La Revue française de science politique (n° de février-avril 2001) fête ses cinquante ans avec un dossier (remords ou promesse ?) sur les « Devenirs militants » où sont notamment examinés les nouveaux militantismes « moraux » (Ligue des Droits de l’Homme, Médecins sans Frontières, Droit au logement, écologistes). Jean Leca saisit l’occasion pour faire « Une relecture cavalière des débuts » de la revue, lancée en juin 1951. Outre une prosopographie des pères fondateurs et des premiers responsables, on y trouvera une réflexion sur le langage de la science politique, hier et aujourd’hui, pris dans la bousculade du political scientist.
 
Les archives dans le débat démocratique
 
 
La part de l’archivage et de l’archive d’État dans nos enjeux de mémoire et notre crise de la conscience sociale : l’examen de ces thèmes si forts et si actuels a structuré la table ronde organisée en 1998 entre archivistes français et roumains. L’État est-il toujours gardien de la mémoire collective ? Quel rôle peuvent jouer les institutions européennes, et d’abord du Conseil de l’Europe, dans l’assouplissement de ce constat ? Que serait donc désormais une « bonne » loi d’archives ? Et comment gérer à coup sûr les archives dites « sensibles » ? Toutes ces questions sont clairement posées, avec d’autres, dans le remarquable compte rendu de cette réunion, où l’on recommande notamment le texte de Vincent Duclert sur le devoir de mémoire : ICA, Mémoire et histoire.

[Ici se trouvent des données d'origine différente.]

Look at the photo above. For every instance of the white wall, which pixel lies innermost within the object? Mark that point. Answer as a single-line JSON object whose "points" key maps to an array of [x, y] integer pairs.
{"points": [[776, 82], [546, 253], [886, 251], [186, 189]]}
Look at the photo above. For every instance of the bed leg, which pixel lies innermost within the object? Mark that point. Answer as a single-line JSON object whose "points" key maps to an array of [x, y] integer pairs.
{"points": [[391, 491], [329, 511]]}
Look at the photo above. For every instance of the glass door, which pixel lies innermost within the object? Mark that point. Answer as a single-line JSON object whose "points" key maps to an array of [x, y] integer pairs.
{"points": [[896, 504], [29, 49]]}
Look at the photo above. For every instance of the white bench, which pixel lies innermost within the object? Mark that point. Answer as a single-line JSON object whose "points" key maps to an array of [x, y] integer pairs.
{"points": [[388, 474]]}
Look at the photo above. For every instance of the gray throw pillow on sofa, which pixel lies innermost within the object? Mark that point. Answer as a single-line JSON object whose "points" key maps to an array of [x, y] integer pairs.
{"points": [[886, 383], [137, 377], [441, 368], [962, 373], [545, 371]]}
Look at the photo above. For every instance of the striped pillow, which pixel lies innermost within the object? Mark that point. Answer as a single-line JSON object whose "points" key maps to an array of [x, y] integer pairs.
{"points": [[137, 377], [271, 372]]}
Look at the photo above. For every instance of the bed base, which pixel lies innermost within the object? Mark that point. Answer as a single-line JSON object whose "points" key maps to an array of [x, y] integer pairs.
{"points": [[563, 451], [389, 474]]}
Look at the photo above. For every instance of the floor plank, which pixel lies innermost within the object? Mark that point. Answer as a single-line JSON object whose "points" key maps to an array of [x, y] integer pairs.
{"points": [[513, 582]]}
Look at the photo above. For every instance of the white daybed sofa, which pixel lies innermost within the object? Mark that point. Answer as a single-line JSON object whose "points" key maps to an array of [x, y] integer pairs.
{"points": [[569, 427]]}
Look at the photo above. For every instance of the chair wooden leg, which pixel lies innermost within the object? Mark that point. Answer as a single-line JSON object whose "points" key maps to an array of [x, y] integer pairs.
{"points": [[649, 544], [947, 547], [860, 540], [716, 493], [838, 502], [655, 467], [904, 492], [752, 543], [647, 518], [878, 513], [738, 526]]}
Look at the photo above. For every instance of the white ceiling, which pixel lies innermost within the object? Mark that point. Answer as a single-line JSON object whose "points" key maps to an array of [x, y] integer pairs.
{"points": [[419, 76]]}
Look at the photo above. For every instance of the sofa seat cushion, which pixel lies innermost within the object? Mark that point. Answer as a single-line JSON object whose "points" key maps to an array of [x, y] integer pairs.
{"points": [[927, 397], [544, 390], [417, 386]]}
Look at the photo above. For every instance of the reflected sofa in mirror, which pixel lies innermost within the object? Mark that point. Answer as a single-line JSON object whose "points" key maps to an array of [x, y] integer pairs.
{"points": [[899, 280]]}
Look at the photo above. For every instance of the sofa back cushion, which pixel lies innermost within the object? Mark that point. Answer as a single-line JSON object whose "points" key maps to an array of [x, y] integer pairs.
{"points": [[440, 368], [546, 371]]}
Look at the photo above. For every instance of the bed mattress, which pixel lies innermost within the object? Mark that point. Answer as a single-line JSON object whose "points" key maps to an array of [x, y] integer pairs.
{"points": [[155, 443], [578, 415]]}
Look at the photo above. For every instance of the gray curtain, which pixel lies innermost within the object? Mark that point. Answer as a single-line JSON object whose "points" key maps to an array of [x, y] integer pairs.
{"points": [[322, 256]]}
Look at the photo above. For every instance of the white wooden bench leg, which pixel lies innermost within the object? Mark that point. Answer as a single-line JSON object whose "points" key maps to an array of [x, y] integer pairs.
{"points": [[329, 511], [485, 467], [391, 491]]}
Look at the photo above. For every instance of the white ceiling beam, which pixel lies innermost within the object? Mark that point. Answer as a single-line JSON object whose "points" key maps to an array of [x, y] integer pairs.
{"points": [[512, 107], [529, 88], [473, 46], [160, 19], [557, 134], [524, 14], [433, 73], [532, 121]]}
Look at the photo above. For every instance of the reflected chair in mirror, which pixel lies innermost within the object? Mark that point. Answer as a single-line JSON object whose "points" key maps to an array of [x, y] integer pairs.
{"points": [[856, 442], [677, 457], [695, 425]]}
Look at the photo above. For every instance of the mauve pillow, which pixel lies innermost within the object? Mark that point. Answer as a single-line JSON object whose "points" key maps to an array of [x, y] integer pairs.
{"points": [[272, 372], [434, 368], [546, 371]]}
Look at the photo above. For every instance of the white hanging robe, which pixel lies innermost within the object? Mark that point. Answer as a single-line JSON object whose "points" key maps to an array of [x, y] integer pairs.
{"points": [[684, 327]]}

Les États européens face aux droits des citoyens du xxi e siècle, Paris, 2000, 168 p. (ICA, 60 rue des Francs-Bourgeois, 75003 Paris).
 
L’art et le politique
 
 
La revue Sociétés et Représentations consacre un numéro (11) à la question « Artistes/Politiques », fruit, pour l’essentiel, d’un séminaire animé trois ans durant par Benoît Lambert et Frédérique Matonti au Laboratoire de Sciences sociales de l’École normale supérieure. Elle s’intéresse aux usages politiques de l’art, de son utilisation à des fins propagandistes à la mise en place de politiques culturelles locales et nationales, en passant par le processus d’une culture nationale, républicaine ou sociale, ouvrière, en particulier. Elle s’engage à travailler à une étude fine des artistes et des différents mondes de l’art, tant il est vrai que les auteurs s’accordent sur la nécessité de prendre en compte les conditions sociologiques des rapports entre les artistes et le politique, au-delà de la « représentation éthique » de ces rapports. Les exemples choisis vont de « Beethoven, artiste entrepreneur » (Pierre Bourdieu) à « l’usage des catégories de “droite” et de “gauche” dans le champ littéraire » (Gisèle Sapiro), en passant par « l’art identitaire de la Ligue du Nord » (Martina Avanza) ou « le discours littéraire face à l’épuration » (Anne Simonin).